Contractors may have unbilled receivables for a variety of reasons. Here are some examples, as well as a few tips on how to deal with them.
When unbilled receivables occur, it is because they cannot be billed yet under the terms of a contract. Having unbilled accounts receivables (A/R) results in revenue that is recorded but not billed, so it should be analyzed and reconciled as part of a month-end process.
Unfortunately, auditors view unbilled A/R with scrutiny and so do lending institutions. Understanding your unbilled A/R will help you justify and support your revenue position as well as the collectability of the outstanding receivables to your banker.
Contractors may have unbilled A/R for a variety of reasons. Here are some of the most common unbilled A/R scenarios so you can plan for, and reconcile, them efficiently.
1. Rate variances occur when the actual indirect rates differ from provisional or target rates. When actual rates are greater than the target ones, a positive unbilled A/R balance occurs, which indicates that you are not billing as much as you can. And, when actual rates are less than target rates, a negative unbilled A/R balance occurs, showing that the company may owe money back to the government during the contract closing process.
2. Retainage happens in contracts that have a fee withhold per FAR 52.216-8, Fixed Fee. This occurrence gives the contracting officer the option of withholding up to 15 percent of the fixed fee on cost-type contracts. Additionally, FAR 52.232-7, Payments under Time-and-Materials and Labor-Hour Contracts, gives the contracting officer the option of withholding up to five percent of amounts due. The government keeps a portion of the amount due to the contractor until the contract is completed successfully.
3. At risk work occurs when your company begins to perform on a project without a signed contract or before the actual start date of the contract. Projects are also considered at-risk when the contractor works on the contract beyond the current funding level for the period of performance on a contract or task order.

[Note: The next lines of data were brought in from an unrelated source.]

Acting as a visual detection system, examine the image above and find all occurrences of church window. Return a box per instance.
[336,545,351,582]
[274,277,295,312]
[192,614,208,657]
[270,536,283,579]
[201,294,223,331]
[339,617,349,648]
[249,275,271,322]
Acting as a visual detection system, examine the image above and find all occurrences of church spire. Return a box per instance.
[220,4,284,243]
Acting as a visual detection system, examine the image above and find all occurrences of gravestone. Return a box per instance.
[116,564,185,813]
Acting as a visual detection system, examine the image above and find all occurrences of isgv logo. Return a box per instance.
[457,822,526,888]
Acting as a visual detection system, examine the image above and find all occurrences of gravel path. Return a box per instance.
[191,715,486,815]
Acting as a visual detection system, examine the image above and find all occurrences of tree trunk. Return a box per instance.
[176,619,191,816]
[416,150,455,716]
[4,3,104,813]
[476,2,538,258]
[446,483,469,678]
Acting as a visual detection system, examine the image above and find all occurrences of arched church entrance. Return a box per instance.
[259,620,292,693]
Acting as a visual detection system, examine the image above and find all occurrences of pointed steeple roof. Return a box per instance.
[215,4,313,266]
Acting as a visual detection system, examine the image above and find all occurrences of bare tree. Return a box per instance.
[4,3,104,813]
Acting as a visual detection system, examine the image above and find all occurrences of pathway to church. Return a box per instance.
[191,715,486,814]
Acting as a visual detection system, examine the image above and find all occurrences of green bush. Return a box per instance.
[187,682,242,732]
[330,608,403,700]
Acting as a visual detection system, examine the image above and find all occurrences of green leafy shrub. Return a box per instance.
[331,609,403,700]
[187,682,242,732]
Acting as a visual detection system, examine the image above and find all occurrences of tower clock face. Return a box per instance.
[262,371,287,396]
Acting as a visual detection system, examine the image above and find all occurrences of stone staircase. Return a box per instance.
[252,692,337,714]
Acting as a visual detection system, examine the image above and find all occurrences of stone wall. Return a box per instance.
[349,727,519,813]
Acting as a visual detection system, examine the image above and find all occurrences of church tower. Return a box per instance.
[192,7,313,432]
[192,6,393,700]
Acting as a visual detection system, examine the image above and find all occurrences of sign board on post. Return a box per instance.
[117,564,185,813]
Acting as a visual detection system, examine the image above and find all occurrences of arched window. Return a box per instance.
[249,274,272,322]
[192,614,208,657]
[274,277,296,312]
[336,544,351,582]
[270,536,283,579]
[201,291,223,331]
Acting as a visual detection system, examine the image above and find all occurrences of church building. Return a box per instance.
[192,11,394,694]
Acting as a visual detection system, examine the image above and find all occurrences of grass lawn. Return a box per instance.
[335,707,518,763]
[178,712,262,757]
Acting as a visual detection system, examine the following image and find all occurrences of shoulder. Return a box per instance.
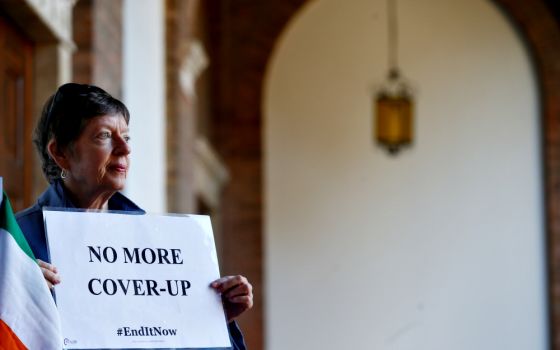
[109,192,146,214]
[16,203,43,232]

4. Milestone billings refer to being able to bill only for specific portions of the statement of work that are completed, such as delivery and acceptance milestones. All work done before completing a milestone is considered an unbilled receivable.
5. Award or incentive fee unbilled A/R refers to when the contractor is unable to bill for an award or incentive fee until the government has awarded that fee through a formal contract modification.

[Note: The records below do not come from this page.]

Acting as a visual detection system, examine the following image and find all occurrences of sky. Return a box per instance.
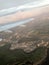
[0,0,49,10]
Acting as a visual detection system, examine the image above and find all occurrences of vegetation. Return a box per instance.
[0,44,46,65]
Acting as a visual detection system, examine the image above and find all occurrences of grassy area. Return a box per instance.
[0,44,46,65]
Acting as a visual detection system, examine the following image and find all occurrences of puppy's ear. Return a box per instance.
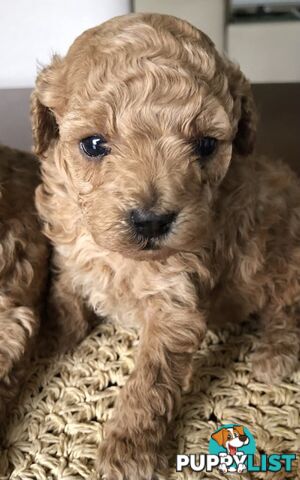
[211,428,225,445]
[226,60,257,155]
[31,56,65,157]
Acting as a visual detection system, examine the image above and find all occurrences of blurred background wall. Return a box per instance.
[0,0,131,150]
[0,0,300,171]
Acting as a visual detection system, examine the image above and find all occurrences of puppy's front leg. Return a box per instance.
[98,300,206,480]
[47,271,91,351]
[252,305,300,384]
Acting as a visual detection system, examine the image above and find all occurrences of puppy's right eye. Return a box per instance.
[79,135,110,158]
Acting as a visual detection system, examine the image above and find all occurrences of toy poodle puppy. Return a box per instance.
[32,14,300,480]
[0,146,48,424]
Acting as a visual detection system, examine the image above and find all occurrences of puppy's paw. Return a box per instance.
[0,351,13,380]
[251,349,298,384]
[96,435,167,480]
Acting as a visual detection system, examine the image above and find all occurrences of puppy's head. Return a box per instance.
[32,14,255,259]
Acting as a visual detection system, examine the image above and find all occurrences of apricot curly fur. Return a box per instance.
[32,14,300,480]
[0,146,48,427]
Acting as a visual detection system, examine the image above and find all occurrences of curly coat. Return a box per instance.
[0,146,48,420]
[32,14,300,480]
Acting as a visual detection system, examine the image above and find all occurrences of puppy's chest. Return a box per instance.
[58,242,178,326]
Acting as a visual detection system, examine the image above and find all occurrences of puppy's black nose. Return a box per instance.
[130,210,177,240]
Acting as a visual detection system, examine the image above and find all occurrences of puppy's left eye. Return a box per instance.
[80,135,110,158]
[194,137,218,158]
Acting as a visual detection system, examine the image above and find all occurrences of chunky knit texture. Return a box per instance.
[0,323,300,480]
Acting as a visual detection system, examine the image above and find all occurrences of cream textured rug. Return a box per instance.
[0,318,300,480]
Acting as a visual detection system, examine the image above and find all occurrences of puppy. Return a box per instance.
[32,14,300,480]
[212,425,249,473]
[0,146,48,420]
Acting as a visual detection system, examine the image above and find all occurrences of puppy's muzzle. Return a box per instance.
[130,210,177,241]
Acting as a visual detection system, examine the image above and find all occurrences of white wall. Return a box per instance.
[0,0,130,88]
[133,0,226,52]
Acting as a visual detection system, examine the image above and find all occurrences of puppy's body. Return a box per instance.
[33,15,300,479]
[0,146,48,418]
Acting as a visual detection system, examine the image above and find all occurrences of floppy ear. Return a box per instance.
[31,56,65,157]
[226,60,257,155]
[211,428,225,445]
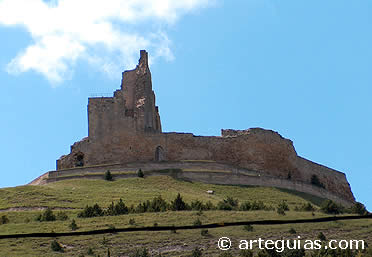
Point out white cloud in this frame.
[0,0,214,84]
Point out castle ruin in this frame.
[39,50,355,205]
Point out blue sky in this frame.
[0,0,372,210]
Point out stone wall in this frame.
[30,161,353,207]
[57,51,354,201]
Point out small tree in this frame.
[171,193,186,211]
[193,218,201,226]
[137,169,145,178]
[50,240,63,252]
[69,219,79,231]
[104,170,113,181]
[351,202,368,215]
[56,211,68,220]
[37,207,56,221]
[320,200,342,214]
[318,232,327,241]
[190,247,203,257]
[311,174,325,188]
[0,215,9,224]
[200,229,209,236]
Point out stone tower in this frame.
[88,50,162,141]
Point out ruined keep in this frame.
[53,50,355,204]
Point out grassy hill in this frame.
[0,173,372,256]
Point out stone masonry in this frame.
[57,50,355,202]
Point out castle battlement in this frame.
[57,50,355,202]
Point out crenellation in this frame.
[57,50,354,202]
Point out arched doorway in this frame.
[155,146,165,162]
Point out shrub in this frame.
[191,200,205,211]
[56,211,68,220]
[239,201,252,211]
[217,201,233,211]
[351,202,368,215]
[204,201,216,211]
[299,202,315,211]
[190,247,203,257]
[276,207,285,215]
[137,169,145,178]
[105,198,129,216]
[217,196,239,211]
[251,200,267,211]
[200,229,209,236]
[148,195,169,212]
[310,174,325,188]
[78,204,104,218]
[223,196,239,208]
[0,215,9,225]
[320,200,343,214]
[36,207,56,221]
[87,247,94,255]
[171,193,187,211]
[69,220,79,231]
[50,240,63,252]
[193,218,201,226]
[318,232,327,241]
[278,200,289,211]
[129,248,150,257]
[104,170,113,181]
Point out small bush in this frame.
[78,203,104,218]
[276,206,285,215]
[69,219,79,231]
[204,201,216,211]
[0,215,9,225]
[218,251,233,257]
[239,201,252,211]
[137,169,145,178]
[171,193,187,211]
[190,247,203,257]
[50,240,63,252]
[278,200,289,211]
[318,232,327,241]
[105,199,129,216]
[244,224,253,232]
[351,202,368,215]
[129,248,150,257]
[200,229,209,236]
[191,200,205,211]
[56,211,68,221]
[193,218,202,226]
[87,247,94,255]
[299,202,315,211]
[148,195,169,212]
[104,170,113,181]
[320,200,343,214]
[251,200,268,211]
[36,207,56,221]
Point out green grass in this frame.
[0,173,372,256]
[0,176,320,209]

When dealing with unbilled receivables, it helps to have a reliable accounting system that has been tailor-made for the intricacies of government contracting. In general, most systems just won't cut it when you have to answer to DCAA and its auditors.
Many accounting systems have contract revenue recognition capabilities, but their complexity and improper utilization can create contract revenue postings to the GL that are difficult to reconcile. And, it's no surprise that unbilled receivables and contract revenue numbers are subject to scrutiny by CPA firms.
Contract revenue recognition capabilities should be carefully considered not only in terms of the methods, but also for the complexity of setup. You should also assess the potential impact of calculating revenue and unbilled receivables for when there is a good chance user error will occur.
The main issue to pay attention to is realizable revenue. A/R billed amounts should be the base method of revenue recognition with adjunct features and proper accounting procedures to ensure the basic accounting principle of matching contract revenue with the costs of that revenue. Indirect Costs variances, where increases and decreases of revenue are automatically posted can create results that are misleading.
As mentioned above, an accounting system designed specifically for government contractors can help you deal with a range of issues your commercial sector counterparts don't have to face. Contract revenue recognition should be an administrative function that properly trained users should manage and reconcile each month so you are never left with unbilled receivables you can't account for.